Recent (re)readings on Kuyper

Edward E. Ericson Jr 'Abraham Kuyper: cultural critic' Calvin Theological Journal (1987) 22 (2): 210-237

In this paper Ericson examines the notion that Kuyper was influenced by the Romantic movement.
He claims two Kuyperians have maintained this position - however, he doesn't name the two.

Ericson's thesis is that Kuyper rejects Romanticism and that Kuyper saw Romantic and Enlightenment thought as allied, the one issuing from the other.

He starts by outlining the contours of Romanticism then examining some of Kuyper's key writings and in particular 'Pantheism destruction of the bondaries' shows how these contours are absent in Kuyper and that he even undermines them.

He focuses on the term 'organic'. A term much loved by the Romantics and much used by Kuyper. Kuyper uses the term imprecisely. Kuyper applied the term to:
  • the organic unity of the body of Christ
  • the organic unity of the cosmos
  • the organic character of Encyclopedia
  • the organicism of science
  • the organicism of theology

He notes that for Kuyper 'the notion of organic seems to mean coherence, fittingness. All things fit together coherently. And the reason that things are inextricably intertwined in an overall unity is that God has placed an order in his creation.' (p. 223)



Ericson is Professor of English at Calvin College in Grand Rapids, Michigan. He is the editor of Academic Freedom and Christian Scholarship (Eerdmans, 2000) and author of Solzhenitsyn and the Modern World.


Roger D. Henderson 'How Abraham Kuyper became a Kuyperian' Appendix to Abraham Kuper The Problem of Poverty (Sioux Center, IA: Dordt College Press, 2011)
Previously published in Christian Scholar's Review 22 (1992): 22-35.

Hendrson's aim is to examine why Kuper didn't end up as a liberal theologian as did so many of his University of Leiden contemporaries. He looks at a number of different context: Kuyper's family background, his goals and achievements and his conversion.
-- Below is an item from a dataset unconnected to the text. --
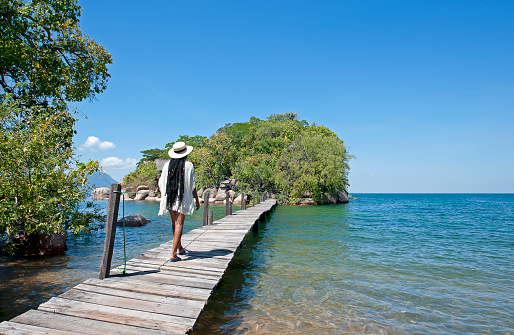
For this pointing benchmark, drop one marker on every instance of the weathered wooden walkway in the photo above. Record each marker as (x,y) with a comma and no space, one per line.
(154,296)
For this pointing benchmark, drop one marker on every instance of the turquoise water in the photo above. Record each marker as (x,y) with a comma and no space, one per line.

Their is alos a short biographical introduction.

The paper is a helpful examination of the early life of Kuyper and the early influences that shaped him.


Roger Henderson is a former professor of philosophy at Dordt College. He now lives in The Netherlands.


James C. Schaap 'A writing exercise in identity: Abraham Kuyper's To Be Near Unto God' In J Kok (ed) Celebrating the vision: the Reformed perspective of Dordt College (Sioux Center, IA: Dordt College Press, 2004): 39-54.
Schaap recently rewrote Kuyper's devotional classic To Be Near Unto God. This short piece explains why he came to do that. One thing that he discovered was that 'those who claim that the inheritors of a Reformed or Calvinist worldview have no tradition of piety are, at best, uniformed. No one can read this book and come away believing such nonsense. Kuyper's spirituality is a witness, a century after the devotions were penned' (p. 44).

James Schaap blogs here and is professor of English at Dordt College

2 comments:

Anonymous said...

It is James Calvin Schaap, not John.

Roger Henderson now lives in the Netherlands, sadly, he no longer teaches at Dordt College.

Alida

stevebishop said...

Hi Alida,
Thanks for that - I've now updated the info.